A woman later commented on the picture saying the group was her Year 10 students taking an Advanced Outdoor Education class, and they found the pictures just as funny as everyone else.
“Yep, we hiked from Guthega to get to that!” she commented below the picture.
“Very proud of my students, they made the most of the rubbish conditions and never complained. They all just cracked up when I showed them that (picture).”
The teacher was applauded for giving the kids a “fun” experience that “they’ll still talk about … in 30 years”; while others poked fun at the “bluebird conditions”.
The photos come as most of Australia’s ski resorts call time on their 2023 season weeks ahead of schedule — many due to high temperatures and a lack of snow cover.
Selwyn Snow Fields was the first to pull the pin, ending its comeback from the Black Summer bushfires early due to a combination of factors that made it “one of the most challenging snow seasons in decades”.
“Despite our best efforts, a combination of fewer natural snowfalls, heavy rain events and warmer nights preventing snow-making mean unfavourable weather conditions have brought Selwyn’s 2023 snow season to an end,” the resort said in a statement.
Victoria’s Mt Buller and Mt Hotham followed, as well as Thredbo Resort on the NSW Snowy Mountains.
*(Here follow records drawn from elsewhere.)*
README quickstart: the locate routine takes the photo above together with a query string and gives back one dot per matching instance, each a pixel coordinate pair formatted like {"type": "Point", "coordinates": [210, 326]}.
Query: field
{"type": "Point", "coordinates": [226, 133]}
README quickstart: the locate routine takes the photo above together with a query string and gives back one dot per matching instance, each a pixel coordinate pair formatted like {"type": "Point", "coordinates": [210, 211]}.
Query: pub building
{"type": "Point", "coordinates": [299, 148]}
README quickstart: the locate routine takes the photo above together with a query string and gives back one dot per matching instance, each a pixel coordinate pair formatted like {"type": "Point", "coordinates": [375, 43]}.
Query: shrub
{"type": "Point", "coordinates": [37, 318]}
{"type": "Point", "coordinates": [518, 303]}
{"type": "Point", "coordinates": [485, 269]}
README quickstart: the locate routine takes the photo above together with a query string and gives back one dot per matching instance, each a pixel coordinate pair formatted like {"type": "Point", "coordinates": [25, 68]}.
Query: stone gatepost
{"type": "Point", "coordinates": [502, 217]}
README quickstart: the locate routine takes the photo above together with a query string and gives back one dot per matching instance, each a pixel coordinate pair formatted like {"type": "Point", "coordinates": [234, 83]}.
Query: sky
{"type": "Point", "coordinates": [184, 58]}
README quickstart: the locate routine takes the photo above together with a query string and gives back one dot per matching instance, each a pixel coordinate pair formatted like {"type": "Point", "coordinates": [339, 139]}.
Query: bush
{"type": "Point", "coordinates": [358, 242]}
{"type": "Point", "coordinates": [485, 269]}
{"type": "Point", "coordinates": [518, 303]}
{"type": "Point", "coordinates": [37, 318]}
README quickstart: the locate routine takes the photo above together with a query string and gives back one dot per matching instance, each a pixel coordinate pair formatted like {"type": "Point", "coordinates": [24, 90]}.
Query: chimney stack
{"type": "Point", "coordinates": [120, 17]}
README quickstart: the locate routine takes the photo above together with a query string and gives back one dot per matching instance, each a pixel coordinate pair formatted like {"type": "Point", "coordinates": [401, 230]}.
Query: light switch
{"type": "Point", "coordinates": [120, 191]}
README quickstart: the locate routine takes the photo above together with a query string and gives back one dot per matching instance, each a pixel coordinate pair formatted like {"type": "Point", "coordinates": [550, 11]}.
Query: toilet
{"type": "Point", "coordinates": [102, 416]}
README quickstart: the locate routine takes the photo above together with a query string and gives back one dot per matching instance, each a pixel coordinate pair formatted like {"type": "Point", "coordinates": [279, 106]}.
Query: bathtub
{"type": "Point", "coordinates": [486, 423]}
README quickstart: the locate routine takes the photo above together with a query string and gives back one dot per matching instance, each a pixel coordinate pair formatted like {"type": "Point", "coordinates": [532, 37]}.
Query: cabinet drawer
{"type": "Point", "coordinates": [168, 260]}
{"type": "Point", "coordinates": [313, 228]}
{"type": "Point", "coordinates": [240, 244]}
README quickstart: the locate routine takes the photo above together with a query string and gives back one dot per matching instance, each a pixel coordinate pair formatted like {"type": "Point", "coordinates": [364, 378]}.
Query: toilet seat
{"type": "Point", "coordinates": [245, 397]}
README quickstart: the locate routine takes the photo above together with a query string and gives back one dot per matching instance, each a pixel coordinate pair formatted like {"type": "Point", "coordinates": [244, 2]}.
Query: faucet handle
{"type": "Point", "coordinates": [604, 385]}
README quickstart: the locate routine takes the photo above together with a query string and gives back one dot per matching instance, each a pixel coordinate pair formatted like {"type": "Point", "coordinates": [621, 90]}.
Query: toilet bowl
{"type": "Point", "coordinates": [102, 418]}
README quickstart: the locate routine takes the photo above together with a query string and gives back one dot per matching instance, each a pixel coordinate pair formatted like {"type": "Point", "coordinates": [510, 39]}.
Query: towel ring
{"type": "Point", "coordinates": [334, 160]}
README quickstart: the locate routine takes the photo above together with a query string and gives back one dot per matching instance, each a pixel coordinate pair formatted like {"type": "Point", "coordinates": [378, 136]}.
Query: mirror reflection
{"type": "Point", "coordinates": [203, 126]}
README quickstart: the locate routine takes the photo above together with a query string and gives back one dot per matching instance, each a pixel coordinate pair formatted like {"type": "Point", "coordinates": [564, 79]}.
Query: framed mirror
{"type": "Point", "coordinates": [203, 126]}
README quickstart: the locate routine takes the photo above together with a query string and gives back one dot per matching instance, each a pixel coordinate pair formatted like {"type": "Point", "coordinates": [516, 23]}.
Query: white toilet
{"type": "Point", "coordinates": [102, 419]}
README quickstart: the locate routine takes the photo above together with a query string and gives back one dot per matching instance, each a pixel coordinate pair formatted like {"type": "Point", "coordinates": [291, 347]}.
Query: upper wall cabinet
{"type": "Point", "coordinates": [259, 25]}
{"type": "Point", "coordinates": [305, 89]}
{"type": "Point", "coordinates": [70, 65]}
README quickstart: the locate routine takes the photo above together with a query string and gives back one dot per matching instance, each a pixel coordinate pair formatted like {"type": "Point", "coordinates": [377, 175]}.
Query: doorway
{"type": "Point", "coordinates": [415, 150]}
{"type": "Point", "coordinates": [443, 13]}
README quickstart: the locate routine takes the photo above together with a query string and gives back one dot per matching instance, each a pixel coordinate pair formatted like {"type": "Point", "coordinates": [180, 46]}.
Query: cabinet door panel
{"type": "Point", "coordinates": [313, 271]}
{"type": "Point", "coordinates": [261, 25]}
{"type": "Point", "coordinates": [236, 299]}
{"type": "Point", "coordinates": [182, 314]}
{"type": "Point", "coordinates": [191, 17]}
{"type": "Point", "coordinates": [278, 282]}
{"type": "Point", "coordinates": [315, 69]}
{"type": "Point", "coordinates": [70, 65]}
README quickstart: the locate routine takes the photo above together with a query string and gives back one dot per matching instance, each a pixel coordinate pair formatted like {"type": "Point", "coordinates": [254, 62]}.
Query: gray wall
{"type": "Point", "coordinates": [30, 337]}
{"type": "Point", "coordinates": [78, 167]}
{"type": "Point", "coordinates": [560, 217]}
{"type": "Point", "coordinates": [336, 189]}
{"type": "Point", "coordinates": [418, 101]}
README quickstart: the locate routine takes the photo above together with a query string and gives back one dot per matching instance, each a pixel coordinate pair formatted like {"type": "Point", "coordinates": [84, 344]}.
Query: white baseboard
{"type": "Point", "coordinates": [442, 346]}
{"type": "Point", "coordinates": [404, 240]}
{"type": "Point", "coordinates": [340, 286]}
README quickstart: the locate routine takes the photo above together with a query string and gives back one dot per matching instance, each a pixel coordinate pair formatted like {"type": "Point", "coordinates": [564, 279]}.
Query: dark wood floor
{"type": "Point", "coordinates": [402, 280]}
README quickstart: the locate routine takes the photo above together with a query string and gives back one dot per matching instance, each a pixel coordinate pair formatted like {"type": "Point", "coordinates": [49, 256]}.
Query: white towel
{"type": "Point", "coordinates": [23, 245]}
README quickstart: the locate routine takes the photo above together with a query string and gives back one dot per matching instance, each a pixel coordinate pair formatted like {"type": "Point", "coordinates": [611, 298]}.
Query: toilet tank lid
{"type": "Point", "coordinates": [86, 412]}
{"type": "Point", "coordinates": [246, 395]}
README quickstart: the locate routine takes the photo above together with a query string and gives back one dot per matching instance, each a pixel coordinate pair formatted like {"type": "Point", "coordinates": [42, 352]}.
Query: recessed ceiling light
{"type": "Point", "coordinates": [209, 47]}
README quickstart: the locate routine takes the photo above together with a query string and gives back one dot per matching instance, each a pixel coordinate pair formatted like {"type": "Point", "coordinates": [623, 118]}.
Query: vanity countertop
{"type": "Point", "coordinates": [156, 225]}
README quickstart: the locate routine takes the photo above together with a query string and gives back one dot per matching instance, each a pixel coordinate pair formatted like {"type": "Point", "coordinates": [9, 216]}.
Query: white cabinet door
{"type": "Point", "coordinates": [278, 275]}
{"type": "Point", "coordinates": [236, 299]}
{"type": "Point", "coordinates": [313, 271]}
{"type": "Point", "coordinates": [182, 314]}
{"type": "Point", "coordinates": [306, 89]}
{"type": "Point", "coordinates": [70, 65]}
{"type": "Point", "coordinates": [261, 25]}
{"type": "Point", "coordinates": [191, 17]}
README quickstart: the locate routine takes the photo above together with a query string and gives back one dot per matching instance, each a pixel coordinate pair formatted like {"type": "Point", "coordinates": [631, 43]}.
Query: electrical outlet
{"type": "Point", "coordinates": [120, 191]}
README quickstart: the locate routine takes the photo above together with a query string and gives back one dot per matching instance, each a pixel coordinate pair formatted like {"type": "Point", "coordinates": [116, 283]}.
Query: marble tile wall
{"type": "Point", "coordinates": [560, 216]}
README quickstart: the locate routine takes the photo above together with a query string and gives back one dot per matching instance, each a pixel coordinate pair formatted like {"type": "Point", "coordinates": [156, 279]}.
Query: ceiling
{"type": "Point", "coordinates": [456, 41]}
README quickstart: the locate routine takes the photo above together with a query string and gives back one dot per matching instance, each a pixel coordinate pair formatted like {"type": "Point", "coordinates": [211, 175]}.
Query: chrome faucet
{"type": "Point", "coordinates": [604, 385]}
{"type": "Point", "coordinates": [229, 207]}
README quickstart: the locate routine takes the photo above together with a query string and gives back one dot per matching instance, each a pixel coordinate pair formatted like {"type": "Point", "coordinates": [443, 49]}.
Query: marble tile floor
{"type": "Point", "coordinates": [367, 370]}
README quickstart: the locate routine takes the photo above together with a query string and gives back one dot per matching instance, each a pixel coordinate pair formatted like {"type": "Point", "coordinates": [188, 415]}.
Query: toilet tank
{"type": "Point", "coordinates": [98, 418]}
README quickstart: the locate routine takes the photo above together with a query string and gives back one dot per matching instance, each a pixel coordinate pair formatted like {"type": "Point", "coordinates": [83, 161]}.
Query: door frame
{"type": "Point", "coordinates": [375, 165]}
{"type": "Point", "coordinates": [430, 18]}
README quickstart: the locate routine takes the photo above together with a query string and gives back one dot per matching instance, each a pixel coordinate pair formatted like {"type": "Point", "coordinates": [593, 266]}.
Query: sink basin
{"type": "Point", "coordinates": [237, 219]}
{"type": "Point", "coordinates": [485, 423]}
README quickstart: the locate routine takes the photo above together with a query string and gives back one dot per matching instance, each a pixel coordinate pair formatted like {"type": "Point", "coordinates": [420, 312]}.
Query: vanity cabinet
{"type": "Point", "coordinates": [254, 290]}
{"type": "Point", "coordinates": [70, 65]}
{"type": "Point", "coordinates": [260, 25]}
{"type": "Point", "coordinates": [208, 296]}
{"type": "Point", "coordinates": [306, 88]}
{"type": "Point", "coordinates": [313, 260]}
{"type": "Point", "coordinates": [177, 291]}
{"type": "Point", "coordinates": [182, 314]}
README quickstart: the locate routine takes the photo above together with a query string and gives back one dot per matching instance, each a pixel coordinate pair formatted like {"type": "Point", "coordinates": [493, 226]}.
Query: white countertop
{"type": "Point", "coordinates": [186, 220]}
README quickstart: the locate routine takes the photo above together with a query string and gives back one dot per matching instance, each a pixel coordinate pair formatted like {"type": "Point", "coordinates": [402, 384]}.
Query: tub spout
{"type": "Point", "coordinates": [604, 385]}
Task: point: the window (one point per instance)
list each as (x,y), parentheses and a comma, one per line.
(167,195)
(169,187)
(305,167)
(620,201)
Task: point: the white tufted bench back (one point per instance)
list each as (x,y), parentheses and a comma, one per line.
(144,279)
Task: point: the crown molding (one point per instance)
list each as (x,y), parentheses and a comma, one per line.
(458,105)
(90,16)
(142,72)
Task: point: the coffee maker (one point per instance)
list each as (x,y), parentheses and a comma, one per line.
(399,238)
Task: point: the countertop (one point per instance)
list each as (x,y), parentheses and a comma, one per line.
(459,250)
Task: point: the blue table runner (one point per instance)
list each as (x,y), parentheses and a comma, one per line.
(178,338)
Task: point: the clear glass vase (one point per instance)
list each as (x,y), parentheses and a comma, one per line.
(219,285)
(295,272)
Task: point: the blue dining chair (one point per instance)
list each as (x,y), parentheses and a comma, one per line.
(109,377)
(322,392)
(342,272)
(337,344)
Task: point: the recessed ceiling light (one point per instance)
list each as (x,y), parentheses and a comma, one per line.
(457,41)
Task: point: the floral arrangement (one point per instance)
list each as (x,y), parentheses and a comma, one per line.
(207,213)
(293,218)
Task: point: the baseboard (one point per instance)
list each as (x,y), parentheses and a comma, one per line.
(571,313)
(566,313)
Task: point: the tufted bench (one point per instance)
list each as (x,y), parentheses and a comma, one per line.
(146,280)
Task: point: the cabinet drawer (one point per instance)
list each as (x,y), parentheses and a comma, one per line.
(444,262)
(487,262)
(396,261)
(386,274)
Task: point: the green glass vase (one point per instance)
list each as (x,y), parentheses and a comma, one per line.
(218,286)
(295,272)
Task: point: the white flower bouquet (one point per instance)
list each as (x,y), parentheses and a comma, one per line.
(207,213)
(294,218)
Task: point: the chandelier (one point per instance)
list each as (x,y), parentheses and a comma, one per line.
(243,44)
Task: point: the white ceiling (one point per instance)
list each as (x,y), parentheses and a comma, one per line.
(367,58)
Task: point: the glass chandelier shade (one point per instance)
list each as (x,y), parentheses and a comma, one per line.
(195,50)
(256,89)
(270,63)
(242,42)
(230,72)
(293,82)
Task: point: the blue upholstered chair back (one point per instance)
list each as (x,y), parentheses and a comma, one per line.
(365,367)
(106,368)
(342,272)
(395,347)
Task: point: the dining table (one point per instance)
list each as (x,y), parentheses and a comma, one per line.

All three announced on September 17 they were wrapping up the season after “Mother Nature … kept us on our toes”.
Falls Creek in Victoria said it would stop operations on September 20 “due to high temperatures and forecast rain impacting snow cover”. Charlotte Pass in the Snowy Mountains announced it was closing early on Wednesday.
Even Ben Lomond in Tasmania has finished up for the season.
Perisher Resort – where the group of students took to the last surviving patch – is the last to draw the curtain on their season; but is only operating out of Perisher Valley after closing its Blue Cow and Guthega areas earlier this month.
Australian snow resorts typically stay open until the first weekend of October, but the country sweated through its warmest winter on record, per the Bureau of Meteorology, making for the worst ski season in 20 years.
Data from Snowy Hydro showed the depth of snow during this season was at its lowest in 17 years in elevated areas of the mountains, and the lowest in 50 years at lower elevations, the ABC reports.
It was by no means the leanest snow season in terms of overall snow depth, that was in 2006 with 85.1cm.
However, Weatherzone metereorologists have noted this year’s peak depth of 131cm occurred far earlier than usual, on July 13. It made for a strong start to the season, followed by a rapid decline.
From mid-July onwards, cold fronts were few and far between, making for little natural snowfall and well above-average temperatures across the mountains – and beyond – that led to dwindling snow coverage as the season went on.
The weather made for a challenging season for resort workers and a frustrating season for snow-goers, who often vented their frustrations about the muddy, grassy slopes or huge queues at the resorts on social media.
But according to a UN climate report last year, Australia’s ski seasons may continue to get shorter and shorter as snow cover data trends downward.
The report said the Snowy Hydro observations at Spencers Creek in NSW – which best align with falls across mainland alpine regions – showed the snow season had already shortened by 5 per cent and snow depth had dropped by 10 per cent.
And the decline in snow depths has been predominantly at the end of the season, bringing their conclusions forward sooner than usual, and have been a direct result of increased human-driven climate change.
Yet, despite meteorologists warnings of a horror snow season seemingly coming to fruition right before our eyes, Australians continued to flock to the snow for a winter getaway.
And if this picture from Perisher is anything to go by, wherever there is snow, Aussies will find it.